On Lexers, Syntax Highlighting and a good suggestion.

by Mike

In my last post I mentioned I am working on a code snippet repository for storing and sharing code snippets. In the comments Jason Gedge(a very smart man I might add) mentioned that I should probably store code snippets as XML and then use XSL/XSLT to do the markup for the syntax highlighting. This is one of the many ideas I have thrown around and after some more thought I think it is the one I am going to go with.
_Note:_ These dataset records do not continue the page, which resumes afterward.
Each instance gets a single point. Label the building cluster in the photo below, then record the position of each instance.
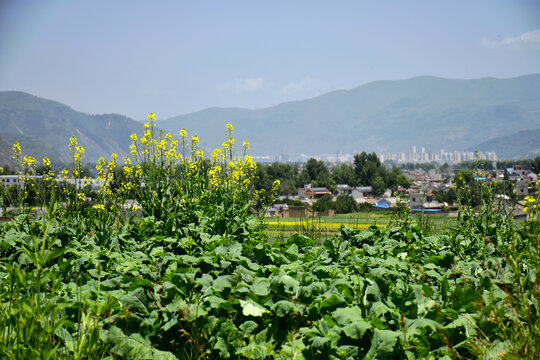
(451, 157)
(420, 196)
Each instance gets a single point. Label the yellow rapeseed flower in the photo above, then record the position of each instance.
(99, 207)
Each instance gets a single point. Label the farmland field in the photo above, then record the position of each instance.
(330, 225)
(196, 277)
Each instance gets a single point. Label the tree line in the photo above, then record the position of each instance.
(366, 170)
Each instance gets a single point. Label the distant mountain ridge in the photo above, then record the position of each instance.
(381, 116)
(521, 145)
(43, 127)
That being said, to make things more difficult on myself I think I am going to write a lexer.
From the Wikipedia Article:

In computer science, lexical analysis is the process of converting a sequence of characters into a sequence of tokens. Programs performing lexical analysis are called lexical analyzers or lexers. A lexer is often organized as separate scanner and tokenizer functions, though the boundaries may not be clearly defined.

So the intent is for my lexer to take grammars I write for individual programming languages(it would be nicer if I could actually find a set grammars for common languages and then just use them) and then generate the xml based on the particular language and its parse before I store it in the database.

I then I will just use XSL/XSLT(I think this is what I will do) and use it to transform my XML to XHTML . It won’t accomplish what Jason suggested in allowing for intake of generic code and outputting it into multiple languages, but I think it should solve this sane code storage/syntax highlighting issue.

Needless to say, this should be interesting, I have never written a lexer before so I can only imagine how it will turn out! Ideally, as long as it gets the job done and its relatively fast(light) I will consider it a success.